Social media initiatives have become standard components of companies’ marketing and communications strategies. Large or small—from the local bakery to General Motors (GM)—businesses see the value of engaging in online conversations already taking place about their brands. While social media best practices have emerged, brands still struggle with how best to engage with their consumers. Here are five common mistakes:
1. Not (or Barely) Monitoring: Companies that do not first “listen” and observe how their evangelists and detractors talk about their brand risk jumping into a cyclone of unanticipated activity. Constant monitoring is a must.
Even a well-liked Internet brand can fall victim to lack of social media monitoring. In 2009, hackers exploited a vulnerability in online retailer Amazon.com’s (AMZN) site, causing all books by GLBT (Gay, Lesbian, Bisexual, and Transgender) authors to disappear. Over the course of a weekend, thousands of consumers on Twitter, Facebook, and forums voiced their concern, suspecting that Amazon had made the authors unavailable deliberately. Two days later, when Amazon made an attempt to explain the glitch, people on Twitter already had created a hashtag further ridiculing the company’s ineptitude.
2. “Down-sourcing” to Interns or Junior Staff: The fresh, young digital natives at your company embody a crucial resource in helping to navigate the emerging media waters. In some cases, however, their lack of business experience could imperil your brand’s “social voice.”
Recently, Nestlé’s (NESN) Facebook page erupted in a flame war when Greenpeace staged a protest of the chocolate maker’s alleged use of palm oil from deforested areas in Indonesia. The “official” posts in response to comments were overly flippant and defensive, which only fueled the firestorm.
3. Fast Beats Perfect: In the digital world, content can spread like wildfire. Immediate, authentic, and humble acknowledgements of your brand’s social media kerfuffles are not only necessary but also expected. Taking the time to craft a perfect corporate response with layers of bureaucratic approvals will only cause more damage to your brand’s social reputation.
In a matter of days, the now infamous Domino’s YouTube video, in which employees did some highly unappetizing things to the chain’s food, erupted into a full-fledged crisis. Although the chief executive officer provided a video statement/response, some felt the company’s reply took far too long. (The company has since redeemed itself with its highly successful Pizza Turnaround campaign.)
4. Faking It: If you’ve failed to foster and energize a legitimate set of brand evangelists, don’t attempt to disguise false engagement by having employees pretend to be customers (known as “astroturfing”). It will most certainly be found out.
5. Having an “Off” Switch: Your brand’s involvement in social media should never have an end date, since at its core, that involvement is about nurturing customer relationships. While campaigns that have a social media extension may come and go, you must maintain an “always on” approach and outlook.

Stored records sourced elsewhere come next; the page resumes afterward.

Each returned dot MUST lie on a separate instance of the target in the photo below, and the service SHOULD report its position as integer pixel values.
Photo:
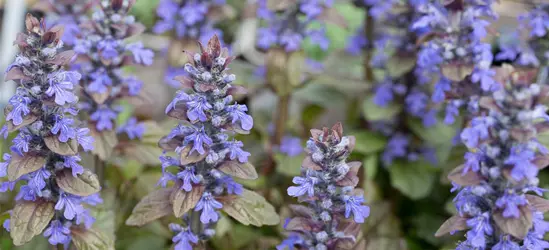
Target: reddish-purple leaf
(517, 227)
(240, 170)
(468, 179)
(539, 203)
(454, 223)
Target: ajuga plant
(285, 26)
(102, 56)
(334, 208)
(188, 21)
(208, 156)
(69, 13)
(499, 203)
(453, 53)
(44, 158)
(388, 44)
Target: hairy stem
(281, 118)
(368, 51)
(99, 170)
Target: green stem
(369, 31)
(99, 170)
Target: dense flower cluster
(453, 52)
(499, 201)
(288, 24)
(393, 46)
(206, 151)
(327, 184)
(44, 156)
(68, 13)
(102, 55)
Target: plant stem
(368, 71)
(99, 170)
(368, 51)
(281, 118)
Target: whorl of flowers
(327, 185)
(44, 156)
(102, 54)
(453, 54)
(207, 155)
(499, 203)
(69, 13)
(187, 18)
(287, 24)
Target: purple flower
(193, 12)
(353, 204)
(134, 85)
(140, 54)
(196, 107)
(181, 96)
(37, 180)
(187, 176)
(25, 192)
(4, 165)
(108, 48)
(311, 8)
(232, 186)
(238, 113)
(198, 139)
(72, 163)
(100, 81)
(133, 129)
(70, 204)
(472, 162)
(480, 227)
(235, 151)
(64, 127)
(266, 38)
(319, 37)
(291, 146)
(104, 118)
(511, 202)
(20, 109)
(208, 204)
(85, 139)
(506, 244)
(85, 218)
(58, 233)
(184, 238)
(61, 85)
(21, 143)
(306, 185)
(291, 41)
(521, 158)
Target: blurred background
(409, 199)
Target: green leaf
(400, 65)
(91, 239)
(250, 208)
(373, 112)
(369, 142)
(29, 219)
(370, 165)
(439, 134)
(153, 206)
(84, 184)
(413, 179)
(287, 165)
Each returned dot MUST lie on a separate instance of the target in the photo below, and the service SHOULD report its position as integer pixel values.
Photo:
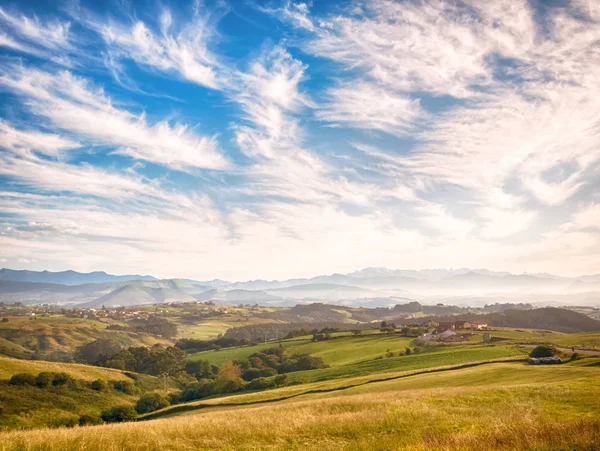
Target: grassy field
(433, 357)
(497, 406)
(57, 337)
(10, 367)
(343, 350)
(30, 406)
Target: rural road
(569, 349)
(578, 350)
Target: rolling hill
(66, 277)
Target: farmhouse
(446, 325)
(479, 325)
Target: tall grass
(554, 415)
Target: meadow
(497, 406)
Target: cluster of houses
(446, 331)
(452, 325)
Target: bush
(22, 379)
(261, 383)
(118, 414)
(61, 379)
(174, 398)
(125, 387)
(99, 385)
(88, 420)
(198, 390)
(542, 351)
(232, 385)
(44, 379)
(281, 379)
(151, 402)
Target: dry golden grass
(561, 415)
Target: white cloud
(50, 35)
(49, 144)
(71, 104)
(369, 106)
(49, 39)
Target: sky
(273, 139)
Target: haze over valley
(370, 287)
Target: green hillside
(57, 337)
(495, 406)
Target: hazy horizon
(280, 139)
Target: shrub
(281, 379)
(88, 420)
(99, 385)
(151, 402)
(198, 390)
(22, 379)
(232, 385)
(125, 387)
(61, 379)
(44, 379)
(174, 398)
(118, 414)
(542, 351)
(261, 383)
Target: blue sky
(272, 139)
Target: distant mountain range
(367, 287)
(66, 277)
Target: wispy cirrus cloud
(465, 135)
(72, 104)
(369, 106)
(47, 39)
(180, 50)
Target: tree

TGI Friday’s September 2009 cross-channel campaign reached its goal of winning 500,000 fans of fictional character “Woody” on Facebook. In fact, it got close to 1 million fans. TGI Friday’s ended the campaign and deleted the Facebook page without those fans converting to TGI Friday’s official Facebook page, losing all the social capital built up over the course of the campaign.

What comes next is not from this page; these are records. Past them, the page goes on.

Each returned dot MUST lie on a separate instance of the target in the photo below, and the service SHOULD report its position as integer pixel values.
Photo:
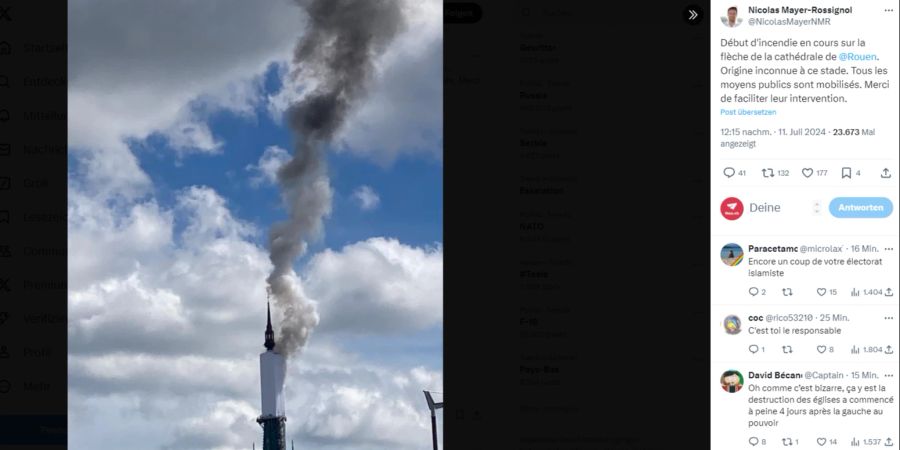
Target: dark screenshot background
(576, 232)
(576, 202)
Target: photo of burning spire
(255, 224)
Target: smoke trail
(337, 52)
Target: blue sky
(167, 231)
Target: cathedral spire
(270, 334)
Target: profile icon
(732, 381)
(732, 324)
(732, 254)
(732, 208)
(730, 18)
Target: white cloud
(265, 171)
(377, 286)
(143, 68)
(403, 112)
(367, 198)
(166, 303)
(165, 328)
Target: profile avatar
(732, 254)
(732, 325)
(730, 20)
(732, 381)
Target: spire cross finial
(270, 334)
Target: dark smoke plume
(335, 55)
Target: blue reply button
(861, 207)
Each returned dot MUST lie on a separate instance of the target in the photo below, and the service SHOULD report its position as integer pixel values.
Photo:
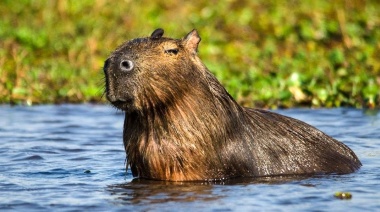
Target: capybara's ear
(191, 41)
(157, 33)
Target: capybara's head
(152, 71)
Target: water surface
(71, 157)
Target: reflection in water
(141, 191)
(70, 157)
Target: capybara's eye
(106, 64)
(172, 51)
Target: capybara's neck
(182, 141)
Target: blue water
(71, 157)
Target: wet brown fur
(182, 125)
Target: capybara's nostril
(126, 65)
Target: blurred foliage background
(267, 53)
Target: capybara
(182, 125)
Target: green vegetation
(269, 53)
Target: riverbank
(267, 53)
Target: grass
(267, 53)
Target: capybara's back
(182, 125)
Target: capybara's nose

As we’re still in somewhat of a nascent period in social media marketing, brands will inevitably make mistakes and learn from them along the way. This learning process is exciting and offers marketers some unique opportunities to connect directly with consumers.
At the end of the day, brands must earn their “social currency.” There are no shortcuts or substitutes to authentic engagement in the realm of social media.